India is preparing to roll out the 16th Census (2021 Census) which is the eighth after Independence. A census is a procedure of systematically acquiring, calculating and recording information about the members of a given area or a country. The responsibility of conducting the decennial Census rests with the Office of the Registrar General and Census Commissioner, which comes under the Ministry of Home Affairs.
A questionnaire (which contains a list of questions to be asked) is framed for conducting the census and the enumerators will have to ask the same questions to the people. A questionnaire of 31 questions has already been framed for Census 2021.
Amid this, the debate within the political sphere on a caste census is rising once again. Most of the opposition leaders, including colleagues of the NDA, have already spoken in favour of the caste census. But on July 20, 2021, in response to a question in Lok Sabha, Union Minister of State for Home Affairs said: “The Government of India has decided as a matter of policy not to enumerate caste-wise population other than SCs and STs in Census.”

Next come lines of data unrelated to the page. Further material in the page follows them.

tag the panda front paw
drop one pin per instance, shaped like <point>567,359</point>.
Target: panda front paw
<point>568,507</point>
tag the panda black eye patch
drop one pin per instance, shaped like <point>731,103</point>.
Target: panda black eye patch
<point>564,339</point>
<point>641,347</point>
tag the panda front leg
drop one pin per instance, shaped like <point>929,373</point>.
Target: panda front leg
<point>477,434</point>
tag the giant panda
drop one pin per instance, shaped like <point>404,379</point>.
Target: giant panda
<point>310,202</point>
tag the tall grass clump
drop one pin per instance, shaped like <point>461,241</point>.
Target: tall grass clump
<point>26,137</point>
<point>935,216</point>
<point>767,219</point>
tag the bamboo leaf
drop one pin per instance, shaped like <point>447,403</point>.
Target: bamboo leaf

Actually, the last caste census was held in 1931. During the first census of Independent India in 1951, it was decided not to collect the data of caste of all citizens but only to continue with the enumeration of SC and ST because their census data is required for implementing reservation in proportion to their population.
VP Singh-led Union government had decided to provide 27% reservation in government services to Socially and Educationally Backward Classes, more commonly referred to as Other Backward Classes (OBC). This decision was in accordance with one of the recommendations of the Second Backward Classes Commission often known as the Mandal Commission.
Later, in 2006, the UPA-I government implemented 27% OBC reservation in educational institutions also. These two big decisions of the Union government has led to the momentum in the demand for caste-based census.
Various organisations, leaders and activists belonging to the OBC category are consistently claiming that their reservations are not in proportion to their “real” population. Evidently, the Mandal Commission stated the population of OBC at around 52%, while the National Sample Survey puts the figure at 41%. So, the vanguards of OBC are demanding caste census for knowing their “real” number.
The position of the Government of India is clear regarding caste census since Independence. The government has conceded the fact that a caste census might create further divisions within the society, which would be harmful to national unity. The caste census is also opposed on the ground that after revealing its data, many caste groups would get a sufficient base for demanding reservation as per their population.
These types of circumstances will act as a catalyst in the rise of caste-based identity politics.
In my point of view, these abovementioned arguments don’t have solid ground for not enumerating caste-wise population and here are some important points for a caste census.
1. Caste is a part and parcel of Indian society, There is a phrase in Hindi: “Marne ke baad bhi jo nahi jati, vah hai jaati” (Caste is one which doesn’t leave after death).
At this juncture of the 21st century, we normally hear the news of honour killing, caste discrimination and caste-related sexual violence against Dalit women’s. This proves that Indian society is conservative regarding caste. Caste division among Indians is already there, it has nothing to do with the caste census.
2. If we consider the 10% EWS reservation as a caste-based reservation for the Upper Castes, which is also a fact. Then, the basis of about 60% vertical reservation in this country is caste. This makes it important to identify the castes and sub-castes who are lagging behind in taking the benefit of reservation. There is only one feasible as well as cheap process for identification is caste census.
3. Caste census is important for revealing the truth about how a handful of people, particularly “twice-born” castes, are over-represented in every sphere (media, judiciary, academic institutions, cinema and culture etc.) and a majority of the population are cast away from the process of nation-building.
4. The government is storing biometric information (which is personal in nature) like ten fingerprints, iris scans of its citizen through AADHAR card, if this scheme doesn’t create a threat to national security. How could be recording and revealing data of the caste of a citizen (which is social in nature) pose a threat to national security?
5. India has a record of bloodshed and huge loss of public property in religious violence, even religion is responsible for the Partition of the country. Despite this, the government had recorded the religion of the citizens in every census.
Many countries in the world are regularly collecting ethnic data that would be helpful in creating better public policies. But the Government of India has refused to do so, just to cover up their failures and perpetuating caste Hindu hegemony in India.